Il centrodestra ha provato già ieri mattina in consiglio a mettere i bastoni tra le ruote alla Tarantola.
Antonio Pilati, autore della legge Gasparri e super esperto della materia, voleva presentare un ordine del giorno per impegnare il Parlamento a discutere le deleghe che l'esecutivo ha assegnato alla presidenza Rai. Ma alla fine di una lunga mediazione condotta dal membro Udc Rodolfo de Laurentiis e dal consigliere del Tesoro Marco Pinto l'odg è stato accantonato. «Siamo qui per adempiere a un atto amministrativo, non dobbiamo fare politica», ha spiegato de Laurentiis ai colleghi.
Lo scontro però è solo rinviato. Alle trattative sottobanco e al confronto in Vigilanza. Che qualcosa si stia muovendo nel cerchio ristretto di Silvio Berlusconi è una certezza secondo il presidente della commissione Zavoli. «Altrimenti Tarantola non sarebbe passata neanche nel Cda». Ma i colloqui tra l'esecutivo e il Cavaliere non hanno ancora raggiunto il compromesso finale. I falchi del Pdl infatti alzano il prezzo.

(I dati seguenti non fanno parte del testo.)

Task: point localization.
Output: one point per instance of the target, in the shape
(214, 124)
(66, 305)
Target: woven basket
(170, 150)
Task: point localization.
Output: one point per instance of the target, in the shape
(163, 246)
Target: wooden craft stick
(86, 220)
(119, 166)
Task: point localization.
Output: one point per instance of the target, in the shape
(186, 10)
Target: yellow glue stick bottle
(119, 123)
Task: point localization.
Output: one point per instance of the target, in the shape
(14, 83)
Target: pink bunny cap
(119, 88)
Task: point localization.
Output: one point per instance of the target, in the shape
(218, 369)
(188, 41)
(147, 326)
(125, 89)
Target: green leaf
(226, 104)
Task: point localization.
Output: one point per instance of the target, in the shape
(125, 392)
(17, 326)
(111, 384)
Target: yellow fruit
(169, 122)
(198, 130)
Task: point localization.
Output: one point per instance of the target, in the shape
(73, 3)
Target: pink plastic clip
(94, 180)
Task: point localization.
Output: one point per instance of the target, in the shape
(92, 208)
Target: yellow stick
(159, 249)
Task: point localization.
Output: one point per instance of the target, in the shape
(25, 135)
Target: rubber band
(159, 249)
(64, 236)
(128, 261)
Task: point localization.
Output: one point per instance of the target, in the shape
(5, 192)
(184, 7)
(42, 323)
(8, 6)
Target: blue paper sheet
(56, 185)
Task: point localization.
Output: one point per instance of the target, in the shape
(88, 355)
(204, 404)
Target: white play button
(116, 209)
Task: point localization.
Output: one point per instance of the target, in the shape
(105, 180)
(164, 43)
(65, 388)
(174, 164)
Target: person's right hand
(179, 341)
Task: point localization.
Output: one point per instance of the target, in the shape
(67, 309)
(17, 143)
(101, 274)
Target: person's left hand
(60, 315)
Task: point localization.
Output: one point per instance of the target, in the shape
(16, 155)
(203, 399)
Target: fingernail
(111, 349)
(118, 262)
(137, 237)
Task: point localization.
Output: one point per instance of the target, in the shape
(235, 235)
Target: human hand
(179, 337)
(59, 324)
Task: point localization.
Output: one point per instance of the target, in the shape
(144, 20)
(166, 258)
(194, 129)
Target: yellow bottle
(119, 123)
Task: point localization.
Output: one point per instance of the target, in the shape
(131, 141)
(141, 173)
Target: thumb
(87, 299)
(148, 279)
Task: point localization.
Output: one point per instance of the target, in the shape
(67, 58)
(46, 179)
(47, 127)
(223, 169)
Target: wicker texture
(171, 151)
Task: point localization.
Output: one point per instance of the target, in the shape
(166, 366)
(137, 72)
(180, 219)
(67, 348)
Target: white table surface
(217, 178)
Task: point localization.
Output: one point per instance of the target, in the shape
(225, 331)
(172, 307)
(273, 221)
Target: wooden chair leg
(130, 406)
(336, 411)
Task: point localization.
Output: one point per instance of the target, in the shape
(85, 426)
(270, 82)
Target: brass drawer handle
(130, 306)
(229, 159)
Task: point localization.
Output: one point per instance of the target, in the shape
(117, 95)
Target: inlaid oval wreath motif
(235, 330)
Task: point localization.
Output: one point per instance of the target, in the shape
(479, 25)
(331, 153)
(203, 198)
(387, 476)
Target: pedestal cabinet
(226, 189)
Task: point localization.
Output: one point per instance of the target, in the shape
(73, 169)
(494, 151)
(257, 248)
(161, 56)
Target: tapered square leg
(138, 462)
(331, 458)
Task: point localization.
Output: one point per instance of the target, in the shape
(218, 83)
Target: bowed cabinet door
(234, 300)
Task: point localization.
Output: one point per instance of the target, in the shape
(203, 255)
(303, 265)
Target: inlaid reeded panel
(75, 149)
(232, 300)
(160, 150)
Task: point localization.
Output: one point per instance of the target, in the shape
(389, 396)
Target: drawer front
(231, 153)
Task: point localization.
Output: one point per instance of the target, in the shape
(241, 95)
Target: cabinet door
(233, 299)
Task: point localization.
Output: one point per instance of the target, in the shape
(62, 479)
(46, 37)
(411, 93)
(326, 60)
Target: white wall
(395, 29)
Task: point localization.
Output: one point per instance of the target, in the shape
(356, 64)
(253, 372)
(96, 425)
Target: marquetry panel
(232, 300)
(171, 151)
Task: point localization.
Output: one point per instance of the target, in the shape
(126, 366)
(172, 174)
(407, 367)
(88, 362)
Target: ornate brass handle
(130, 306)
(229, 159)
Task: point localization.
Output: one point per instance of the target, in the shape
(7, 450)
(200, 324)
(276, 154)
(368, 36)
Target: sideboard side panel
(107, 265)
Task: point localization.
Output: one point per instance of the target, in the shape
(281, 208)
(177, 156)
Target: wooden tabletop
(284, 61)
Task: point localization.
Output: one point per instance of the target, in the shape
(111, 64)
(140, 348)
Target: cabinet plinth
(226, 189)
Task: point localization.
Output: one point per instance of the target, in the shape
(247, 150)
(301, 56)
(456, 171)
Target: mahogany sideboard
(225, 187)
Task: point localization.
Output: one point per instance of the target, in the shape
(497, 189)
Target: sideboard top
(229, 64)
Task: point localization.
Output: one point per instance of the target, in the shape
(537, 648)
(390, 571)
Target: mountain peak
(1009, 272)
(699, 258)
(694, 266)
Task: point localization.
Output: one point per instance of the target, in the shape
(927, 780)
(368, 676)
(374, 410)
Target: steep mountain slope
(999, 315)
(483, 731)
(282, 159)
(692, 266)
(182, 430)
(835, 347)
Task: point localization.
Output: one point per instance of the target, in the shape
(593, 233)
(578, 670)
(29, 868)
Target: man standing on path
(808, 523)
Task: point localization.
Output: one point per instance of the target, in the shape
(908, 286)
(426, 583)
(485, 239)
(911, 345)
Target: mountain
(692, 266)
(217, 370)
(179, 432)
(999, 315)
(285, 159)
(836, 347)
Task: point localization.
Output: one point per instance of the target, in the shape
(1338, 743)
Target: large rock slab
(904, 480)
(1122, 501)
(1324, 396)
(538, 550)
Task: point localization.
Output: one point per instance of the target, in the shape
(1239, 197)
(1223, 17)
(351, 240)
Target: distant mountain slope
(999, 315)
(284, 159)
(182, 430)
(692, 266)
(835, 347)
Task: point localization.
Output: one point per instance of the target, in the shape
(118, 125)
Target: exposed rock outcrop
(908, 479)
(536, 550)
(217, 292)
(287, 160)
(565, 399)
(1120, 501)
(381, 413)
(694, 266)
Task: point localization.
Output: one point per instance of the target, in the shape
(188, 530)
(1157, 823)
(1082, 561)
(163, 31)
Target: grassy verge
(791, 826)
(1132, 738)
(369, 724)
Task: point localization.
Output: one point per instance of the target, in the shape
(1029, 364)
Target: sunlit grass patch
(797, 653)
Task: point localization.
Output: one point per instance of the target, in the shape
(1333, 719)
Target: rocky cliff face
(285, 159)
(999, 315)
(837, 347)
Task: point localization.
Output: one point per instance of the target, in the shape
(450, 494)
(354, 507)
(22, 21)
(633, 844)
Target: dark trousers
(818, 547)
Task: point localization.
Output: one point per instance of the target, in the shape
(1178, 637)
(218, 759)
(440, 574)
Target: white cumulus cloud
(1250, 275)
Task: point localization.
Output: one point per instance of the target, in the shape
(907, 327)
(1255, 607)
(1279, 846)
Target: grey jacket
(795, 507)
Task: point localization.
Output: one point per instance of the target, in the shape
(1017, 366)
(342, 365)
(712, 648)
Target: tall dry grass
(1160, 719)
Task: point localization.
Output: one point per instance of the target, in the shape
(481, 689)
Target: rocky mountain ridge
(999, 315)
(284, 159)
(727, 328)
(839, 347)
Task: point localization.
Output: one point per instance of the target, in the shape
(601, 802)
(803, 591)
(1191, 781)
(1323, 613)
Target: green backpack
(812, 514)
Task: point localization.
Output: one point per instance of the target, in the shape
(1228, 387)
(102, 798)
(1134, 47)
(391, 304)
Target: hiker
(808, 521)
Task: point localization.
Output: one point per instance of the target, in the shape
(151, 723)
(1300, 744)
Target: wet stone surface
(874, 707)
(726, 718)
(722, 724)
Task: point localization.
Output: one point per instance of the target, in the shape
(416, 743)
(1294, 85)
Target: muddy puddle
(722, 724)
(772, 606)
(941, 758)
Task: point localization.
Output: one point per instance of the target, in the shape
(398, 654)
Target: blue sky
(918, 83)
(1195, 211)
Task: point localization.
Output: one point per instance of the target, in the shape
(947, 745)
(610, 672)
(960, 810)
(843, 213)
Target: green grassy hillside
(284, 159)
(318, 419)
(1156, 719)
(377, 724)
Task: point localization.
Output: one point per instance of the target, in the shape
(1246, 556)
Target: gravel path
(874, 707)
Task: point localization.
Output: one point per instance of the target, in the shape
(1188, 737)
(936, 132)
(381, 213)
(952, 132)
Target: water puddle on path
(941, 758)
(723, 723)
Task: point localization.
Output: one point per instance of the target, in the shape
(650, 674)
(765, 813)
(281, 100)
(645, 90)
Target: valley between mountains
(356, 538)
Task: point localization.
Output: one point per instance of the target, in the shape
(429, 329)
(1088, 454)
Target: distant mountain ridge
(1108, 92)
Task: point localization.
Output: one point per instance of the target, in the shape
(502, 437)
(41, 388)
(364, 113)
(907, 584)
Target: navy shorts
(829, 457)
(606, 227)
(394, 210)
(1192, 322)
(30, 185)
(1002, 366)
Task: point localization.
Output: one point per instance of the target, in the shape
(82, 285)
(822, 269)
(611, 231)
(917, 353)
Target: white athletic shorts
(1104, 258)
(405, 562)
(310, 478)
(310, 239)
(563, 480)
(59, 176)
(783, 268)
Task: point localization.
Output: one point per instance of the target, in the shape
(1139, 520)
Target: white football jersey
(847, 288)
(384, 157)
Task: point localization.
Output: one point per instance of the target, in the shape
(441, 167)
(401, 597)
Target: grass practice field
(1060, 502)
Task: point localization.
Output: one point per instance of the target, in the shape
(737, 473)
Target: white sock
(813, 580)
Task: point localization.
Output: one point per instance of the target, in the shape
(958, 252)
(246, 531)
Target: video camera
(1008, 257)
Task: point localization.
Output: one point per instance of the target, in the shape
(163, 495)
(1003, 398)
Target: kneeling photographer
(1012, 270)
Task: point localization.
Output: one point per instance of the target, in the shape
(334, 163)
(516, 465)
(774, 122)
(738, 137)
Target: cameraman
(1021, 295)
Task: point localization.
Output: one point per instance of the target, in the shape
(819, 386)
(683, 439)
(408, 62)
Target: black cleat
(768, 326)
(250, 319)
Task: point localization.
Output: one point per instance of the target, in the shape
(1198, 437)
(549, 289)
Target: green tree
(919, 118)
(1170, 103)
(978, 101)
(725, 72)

«Occorre un chiarimento politico - dice Paolo Romani - . Noi siamo convinti, in punta di diritto, che l'attribuzione di maxi poteri sia consentita solo attraverso un provvedimento di legge». La strada quindi è quella di un «giudizio della commissione», magari rinviando a un gruppo di giuristi l'elaborazione di un parere pro veritate su chi debba decidere le deleghe: il Parlamento o l'azionista- governo? Insomma, altri giorni sulla graticola per Tarantola e il direttore generale designato Luigi Gubitosi.
Un'eventualità che Monti vede come il fumo negli occhi. La neopresidente ha accolto la nomina in cda senza far trapelare nulla. Difende la sua scelta di non partecipare al cda e l'attesa rispettosa del voto parlamentare. Così si comporta una "civil servant", spiegano le persone che l'hanno sentita.
Le sue mosse e i suoi silenzi sono concordati passo per passo con Palazzo Chigi. Tarantola non rincorre voti nel consiglio e in commissione. Attende la maturazione delle condizioni politiche. Ma alle deleghe non rinuncerà . Sono la garanzia di conduzione efficace della tv di Stato: potere di firma sui contratti fino a 10 milioni e nomina senza passare dal Cda dei primi e secondi livelli della struttura gestionale della Rai.
La resistenza del Pdl è fortissima. Maurizio Gasparri e Romani rischiano di perdere il controllo dei gangli vitali di Viale Mazzini. Il consiglio verrebbe esautorato di una serie di competenze che oggi lo obbligano a riunirsi una volta a settimana. Ma adesso questa resistenza deve imboccare una via: o il centrodestra si assume la responsabilità di non votare Tarantola in commissione facendola saltare o accetta la scelta del governo. Nei corridoi di Viale Mazzini molti sono convinti che i berlusconiani inventeranno una scusa per ottenere il rinvio. Ma Monti l'ha ripetuto anche a Berlusconi: «Nel mio cassetto c'è sempre il progetto pronto per il commissariamento».